Scott Paul, the Director of Forest Campaigns for Greenpeace USA, says the marketplace can play a critical role in helping to curb rainforest destruction. Already, McDonald’s in the U.S. and Europe has pledged not to use products – including beef and soy-based feed for chickens – produced in newly cleared rainforests as a way to discourage further forest destruction. Home Depot minimizes the amount of wood it buys from rainforests and sources as much wood as possible from producers that meet the sustainable forestry criteria established by the Forest Stewardship Council.

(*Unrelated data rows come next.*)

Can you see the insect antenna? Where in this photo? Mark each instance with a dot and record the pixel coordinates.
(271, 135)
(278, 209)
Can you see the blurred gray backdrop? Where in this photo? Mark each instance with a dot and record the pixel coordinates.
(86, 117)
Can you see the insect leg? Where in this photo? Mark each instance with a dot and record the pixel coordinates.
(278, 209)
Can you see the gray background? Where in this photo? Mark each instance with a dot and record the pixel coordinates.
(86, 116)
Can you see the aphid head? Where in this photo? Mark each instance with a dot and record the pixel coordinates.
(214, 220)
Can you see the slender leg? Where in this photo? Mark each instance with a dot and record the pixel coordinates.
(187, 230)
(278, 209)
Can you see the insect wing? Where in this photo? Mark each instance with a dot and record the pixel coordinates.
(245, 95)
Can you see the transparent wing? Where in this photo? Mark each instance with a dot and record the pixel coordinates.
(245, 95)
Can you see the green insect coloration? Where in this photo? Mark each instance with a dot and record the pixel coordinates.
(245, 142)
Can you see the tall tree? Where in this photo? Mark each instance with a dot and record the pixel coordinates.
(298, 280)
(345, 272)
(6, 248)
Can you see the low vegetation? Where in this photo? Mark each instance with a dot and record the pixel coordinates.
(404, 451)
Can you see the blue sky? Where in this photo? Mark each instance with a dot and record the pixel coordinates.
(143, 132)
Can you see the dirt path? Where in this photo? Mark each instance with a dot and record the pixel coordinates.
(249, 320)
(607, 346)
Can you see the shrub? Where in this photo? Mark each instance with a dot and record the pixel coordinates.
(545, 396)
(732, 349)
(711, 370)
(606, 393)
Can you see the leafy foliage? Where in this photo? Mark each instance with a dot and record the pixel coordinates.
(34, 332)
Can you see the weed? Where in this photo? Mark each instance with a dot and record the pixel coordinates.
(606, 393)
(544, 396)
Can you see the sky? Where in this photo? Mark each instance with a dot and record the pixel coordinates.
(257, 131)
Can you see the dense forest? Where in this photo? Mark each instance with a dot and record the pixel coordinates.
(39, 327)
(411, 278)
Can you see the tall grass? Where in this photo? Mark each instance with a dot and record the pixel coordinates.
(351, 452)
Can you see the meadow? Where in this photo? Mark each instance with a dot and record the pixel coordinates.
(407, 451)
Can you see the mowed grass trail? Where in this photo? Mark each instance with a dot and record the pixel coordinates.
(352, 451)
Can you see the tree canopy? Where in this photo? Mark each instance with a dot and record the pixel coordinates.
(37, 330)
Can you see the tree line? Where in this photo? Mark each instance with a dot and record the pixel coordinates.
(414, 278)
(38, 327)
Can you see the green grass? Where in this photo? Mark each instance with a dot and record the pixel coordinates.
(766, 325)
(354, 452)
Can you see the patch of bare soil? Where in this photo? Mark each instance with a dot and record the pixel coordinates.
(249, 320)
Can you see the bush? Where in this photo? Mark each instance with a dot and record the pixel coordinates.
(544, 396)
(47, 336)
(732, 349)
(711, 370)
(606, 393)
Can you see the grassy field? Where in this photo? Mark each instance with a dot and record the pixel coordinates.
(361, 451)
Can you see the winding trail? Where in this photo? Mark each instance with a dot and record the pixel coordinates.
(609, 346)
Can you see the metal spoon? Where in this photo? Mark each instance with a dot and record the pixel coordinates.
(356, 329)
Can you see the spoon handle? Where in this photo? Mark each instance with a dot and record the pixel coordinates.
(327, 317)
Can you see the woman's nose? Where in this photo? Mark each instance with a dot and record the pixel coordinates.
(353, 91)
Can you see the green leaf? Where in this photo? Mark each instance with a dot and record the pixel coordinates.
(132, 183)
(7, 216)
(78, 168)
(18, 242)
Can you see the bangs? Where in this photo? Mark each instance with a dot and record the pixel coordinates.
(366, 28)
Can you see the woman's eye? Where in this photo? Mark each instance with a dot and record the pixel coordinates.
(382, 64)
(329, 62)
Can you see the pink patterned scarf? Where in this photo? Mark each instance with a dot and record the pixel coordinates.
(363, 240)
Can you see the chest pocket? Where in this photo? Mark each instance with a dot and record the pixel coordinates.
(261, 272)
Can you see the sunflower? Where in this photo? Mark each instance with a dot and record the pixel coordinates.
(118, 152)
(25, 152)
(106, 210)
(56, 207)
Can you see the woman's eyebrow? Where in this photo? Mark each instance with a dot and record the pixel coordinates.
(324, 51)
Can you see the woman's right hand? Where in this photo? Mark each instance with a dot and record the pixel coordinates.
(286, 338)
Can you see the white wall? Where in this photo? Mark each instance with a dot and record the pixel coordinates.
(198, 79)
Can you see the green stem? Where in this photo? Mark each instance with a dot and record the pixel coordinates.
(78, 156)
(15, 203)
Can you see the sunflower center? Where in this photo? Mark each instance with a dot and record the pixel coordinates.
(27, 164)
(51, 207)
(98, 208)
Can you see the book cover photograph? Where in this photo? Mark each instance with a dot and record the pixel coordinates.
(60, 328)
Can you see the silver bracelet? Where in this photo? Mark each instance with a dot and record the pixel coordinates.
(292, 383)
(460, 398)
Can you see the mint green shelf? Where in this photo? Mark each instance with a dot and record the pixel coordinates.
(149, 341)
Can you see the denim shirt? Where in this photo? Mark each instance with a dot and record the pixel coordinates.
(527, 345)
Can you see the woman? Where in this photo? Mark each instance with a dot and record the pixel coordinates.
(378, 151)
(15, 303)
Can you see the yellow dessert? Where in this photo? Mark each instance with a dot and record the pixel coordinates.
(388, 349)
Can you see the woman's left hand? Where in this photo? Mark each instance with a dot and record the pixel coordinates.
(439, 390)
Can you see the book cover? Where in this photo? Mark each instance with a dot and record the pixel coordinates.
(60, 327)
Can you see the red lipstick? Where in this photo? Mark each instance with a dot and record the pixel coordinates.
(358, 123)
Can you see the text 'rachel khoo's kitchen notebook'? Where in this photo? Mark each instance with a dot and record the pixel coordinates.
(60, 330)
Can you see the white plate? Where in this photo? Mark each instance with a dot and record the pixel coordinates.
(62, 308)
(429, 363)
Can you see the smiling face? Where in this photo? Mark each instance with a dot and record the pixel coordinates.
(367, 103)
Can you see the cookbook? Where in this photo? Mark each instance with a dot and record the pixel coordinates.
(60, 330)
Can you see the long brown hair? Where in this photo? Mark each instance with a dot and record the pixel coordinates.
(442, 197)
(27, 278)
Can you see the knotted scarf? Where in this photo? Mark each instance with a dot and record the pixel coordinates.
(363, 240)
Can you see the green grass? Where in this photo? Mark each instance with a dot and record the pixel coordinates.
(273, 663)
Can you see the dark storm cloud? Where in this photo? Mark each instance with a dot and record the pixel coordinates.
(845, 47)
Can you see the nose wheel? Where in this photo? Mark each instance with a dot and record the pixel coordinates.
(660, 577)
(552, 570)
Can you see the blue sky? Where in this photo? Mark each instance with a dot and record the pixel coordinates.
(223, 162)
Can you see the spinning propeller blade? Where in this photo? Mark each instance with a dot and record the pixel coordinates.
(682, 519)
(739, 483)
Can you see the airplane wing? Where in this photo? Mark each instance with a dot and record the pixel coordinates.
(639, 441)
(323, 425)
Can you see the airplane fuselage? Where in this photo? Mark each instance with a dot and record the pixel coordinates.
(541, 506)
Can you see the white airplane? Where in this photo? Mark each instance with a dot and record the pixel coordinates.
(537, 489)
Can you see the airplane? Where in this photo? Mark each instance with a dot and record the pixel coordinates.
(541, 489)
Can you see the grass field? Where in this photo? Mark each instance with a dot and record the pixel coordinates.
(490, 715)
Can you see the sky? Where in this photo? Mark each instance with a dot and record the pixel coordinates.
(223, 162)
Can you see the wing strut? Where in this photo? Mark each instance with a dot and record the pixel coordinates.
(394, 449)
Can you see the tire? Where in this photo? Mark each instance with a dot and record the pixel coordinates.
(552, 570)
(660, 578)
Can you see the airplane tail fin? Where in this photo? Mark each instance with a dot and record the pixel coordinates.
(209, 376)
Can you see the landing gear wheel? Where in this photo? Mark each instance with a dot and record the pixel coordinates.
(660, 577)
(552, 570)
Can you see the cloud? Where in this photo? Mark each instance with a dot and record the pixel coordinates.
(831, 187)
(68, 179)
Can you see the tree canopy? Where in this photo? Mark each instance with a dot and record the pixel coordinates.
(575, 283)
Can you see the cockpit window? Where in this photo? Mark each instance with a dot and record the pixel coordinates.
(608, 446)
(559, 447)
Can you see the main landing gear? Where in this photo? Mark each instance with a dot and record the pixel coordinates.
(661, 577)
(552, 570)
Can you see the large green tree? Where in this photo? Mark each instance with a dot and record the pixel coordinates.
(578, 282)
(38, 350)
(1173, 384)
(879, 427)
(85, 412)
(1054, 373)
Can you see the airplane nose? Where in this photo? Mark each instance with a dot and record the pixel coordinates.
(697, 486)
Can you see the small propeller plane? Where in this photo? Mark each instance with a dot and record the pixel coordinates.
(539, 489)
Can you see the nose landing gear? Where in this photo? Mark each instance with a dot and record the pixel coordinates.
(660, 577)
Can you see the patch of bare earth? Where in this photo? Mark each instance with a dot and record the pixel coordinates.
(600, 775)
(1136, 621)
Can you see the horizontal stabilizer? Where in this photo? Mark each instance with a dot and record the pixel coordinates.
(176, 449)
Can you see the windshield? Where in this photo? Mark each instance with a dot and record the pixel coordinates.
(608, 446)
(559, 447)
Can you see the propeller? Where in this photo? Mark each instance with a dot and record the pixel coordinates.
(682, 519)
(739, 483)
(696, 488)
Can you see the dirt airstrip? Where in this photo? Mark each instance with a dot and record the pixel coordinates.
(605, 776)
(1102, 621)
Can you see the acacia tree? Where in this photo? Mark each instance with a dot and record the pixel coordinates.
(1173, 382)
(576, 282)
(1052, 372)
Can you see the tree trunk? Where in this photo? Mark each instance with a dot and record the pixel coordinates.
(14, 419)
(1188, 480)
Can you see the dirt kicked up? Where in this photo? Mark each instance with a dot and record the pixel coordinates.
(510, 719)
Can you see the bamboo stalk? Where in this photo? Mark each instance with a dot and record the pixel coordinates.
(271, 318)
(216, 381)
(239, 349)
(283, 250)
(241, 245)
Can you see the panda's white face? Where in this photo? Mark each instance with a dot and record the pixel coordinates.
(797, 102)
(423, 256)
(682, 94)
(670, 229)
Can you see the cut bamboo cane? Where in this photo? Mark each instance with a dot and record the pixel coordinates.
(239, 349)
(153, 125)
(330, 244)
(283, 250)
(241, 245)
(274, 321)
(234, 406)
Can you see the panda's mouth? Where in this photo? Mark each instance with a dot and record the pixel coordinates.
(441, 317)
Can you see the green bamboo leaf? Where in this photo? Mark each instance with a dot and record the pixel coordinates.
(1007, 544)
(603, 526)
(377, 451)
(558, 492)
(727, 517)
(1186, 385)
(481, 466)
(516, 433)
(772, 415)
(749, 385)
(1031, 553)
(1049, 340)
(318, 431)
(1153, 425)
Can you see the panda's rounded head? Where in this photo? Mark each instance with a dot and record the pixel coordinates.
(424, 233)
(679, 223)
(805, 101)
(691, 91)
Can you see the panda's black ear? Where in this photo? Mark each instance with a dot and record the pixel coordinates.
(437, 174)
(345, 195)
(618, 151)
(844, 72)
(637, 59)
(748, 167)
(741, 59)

Paul credits consumer pressure as well as high-profile publicity campaigns like those Greenpeace wages for these successes.

“I’ve seen individual consumer actions change government and corporate policies,” he says. The way people spend their money can be “insanely effective” in persuading companies to safe the rainforest rather than destroy it.

Paul says here in the U.S., consumers can take two key steps to protect the Amazonian basin.

Buy locally produced food. Read labels and look for products made in America. Choose locally-raised beef and chickens, an increasing feature at farmer’s markets, food co-ops and natural-food grocery stores. Avoid canned meat. Apart from the fact that a “food” like this sounds unappealing to begin with, it is also one way that Latin American producers are sneaking their goods into the marketplace. Most tofu and other soy-based foods are made from soybeans grown in the U.S., so for the moment, anyway, Paul says that purchasing those goods won’t impact the rainforest either way.

Fsc_logo * Buy FSC-certified wood. When choosing flooring, indoor or outdoor furniture, patio decking or other wood products, make sure the wood has been produced from a certified sustainable forest. Pier 1 and Crate and Barrel earned four stars from National Wildlife Federation for the sustainable garden furniture they offer.

Oscar, my Peruvian guide, would add:

* Support sustainable tourism. “Owning and running an eco-lodge is fast approaching cattle ranching and farming as a prestige occupation in Peru,” he says. “And it’s far better for the forest because protecting the forest ecosystem is key if lodge owners and their employees are going to make any money.”